Tu disais il faut marcher plus vite, que l’on va être en retard. Rester là, il fait nuit déjà, c’est dangereux. Cette nuit totalement noire. Tu disais on court on court. Tu prenais la main dans la tienne. Tu courais très vite, de plus en plus vite. Tu regardais le trottoir mais le trottoir était absorbé par la nuit. Il disparaît dans la nuit qui le recouvre et tu as déjà quitté le sol. Tu regardais tes jambes qui s’envolent. Tu étais comme un ballon gonflé d’air et tu riais. Ils étaient là aussi, près de la grille, leurs visages pressés contre les barreaux de la grille. Ils regardaient en souriant. Ils agitaient leurs bouches et leurs mains et riaient aussi, même s’ils ne voient rien car leurs yeux sont fermés.

C’était le soir qu’ils apparaissaient, la nuit. Une bouche te parlait à voix basse lorsque tu dormais. Des mots prononcés par tu ne sais pas qui. La bouche de ce corps que tu ne voyais pas. Tu l’as vue aussi en rêve, là, à l’intérieur de ta tête. Toujours le même rêve. L’appartement est tout en longueur. Ni bruit ni fenêtre ouverte. Tu es seul, tu dois avoir cinq ans. Soudain des coups retentissent, forts, et qui t’effraient. Des coups de plus en plus rapides. Tu cours, tu te précipites. Tu ouvres une porte blanche et un drap blanc te recouvre de ses ténèbres, jeté sur toi…
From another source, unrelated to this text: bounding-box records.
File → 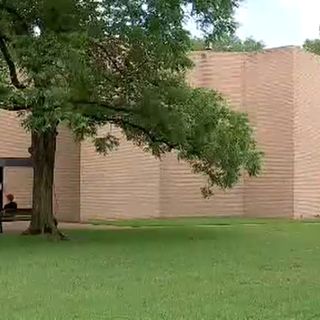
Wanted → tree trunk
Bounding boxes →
[23,128,65,239]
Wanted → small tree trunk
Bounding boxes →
[23,129,65,239]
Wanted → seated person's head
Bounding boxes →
[6,193,14,202]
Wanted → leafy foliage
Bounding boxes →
[0,0,261,195]
[303,39,320,55]
[192,35,264,52]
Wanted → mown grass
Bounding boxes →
[0,219,320,320]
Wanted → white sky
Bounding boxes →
[189,0,320,47]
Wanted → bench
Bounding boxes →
[0,208,32,233]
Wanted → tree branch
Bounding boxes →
[109,118,179,151]
[71,100,136,113]
[0,35,26,89]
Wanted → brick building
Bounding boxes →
[0,47,320,221]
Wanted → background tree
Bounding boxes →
[0,0,261,236]
[303,39,320,55]
[192,35,265,52]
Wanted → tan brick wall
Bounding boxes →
[0,110,30,158]
[160,52,245,217]
[243,48,294,217]
[294,50,320,217]
[81,127,160,221]
[5,48,320,221]
[53,127,80,222]
[3,167,33,208]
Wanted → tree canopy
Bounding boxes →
[192,34,265,52]
[303,39,320,55]
[0,0,261,235]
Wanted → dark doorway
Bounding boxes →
[0,167,3,210]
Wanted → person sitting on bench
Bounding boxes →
[3,193,18,214]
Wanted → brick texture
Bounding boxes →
[81,127,160,221]
[294,49,320,217]
[0,47,320,221]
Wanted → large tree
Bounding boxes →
[0,0,261,236]
[192,34,265,52]
[303,39,320,55]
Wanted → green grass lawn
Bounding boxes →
[0,220,320,320]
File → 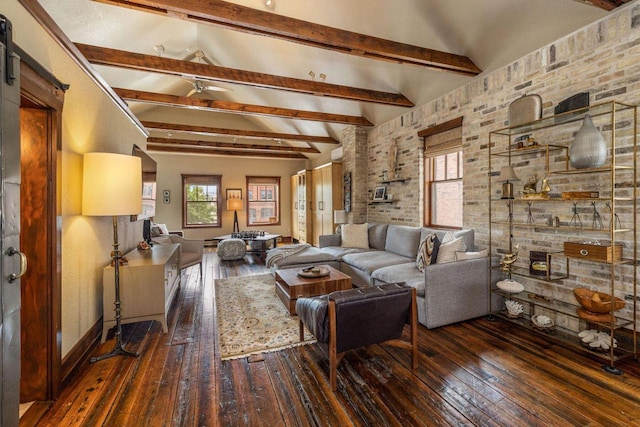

Les cendres de la vie sont encore chaudes. Sous le feu du soleil, les géraniums éclatent comme des cœurs de sang. Le rouge des géraniums s’écoule dans la terre brûlée par le soleil. Le rouge des géraniums imbibe la terre morte qui boit ce qui s’écoule en elle et va nourrir d’autres plantes. Elles veulent plus de sang et se réjouissent lorsque ce sang leur est donné. Leurs couleurs, leurs pétales, la peau si douce de leurs pétales. Les fleurs sont fragiles, plus fragiles que des corps. Comme les mots. Les mots sont fragiles, plus fragiles que des corps. Des mots rouges s’écoulent dans la terre, comme les battements d’un cœur fragile. Les entends-tu, leurs murmures, au creux de ton oreille ?

Ce sont des mots d’amour. Ce que tu dis, que tu entendais. Les mots des ombres, les mots de ceux que tu voyais la nuit, derrière la grille. Des mots qui disent je t’aime, je t’aimerai. Viens plus près, je t’aime, je t’aimerai. Mets ta main dans ma main, viens, courons le plus vite à travers les ténèbres de la nuit. Courons le plus loin dans la nuit. Sans fin. Ton rêve la nuit, au creux de ton oreille, tout près de ta bouche, murmure je t’aime, je t’aimerai.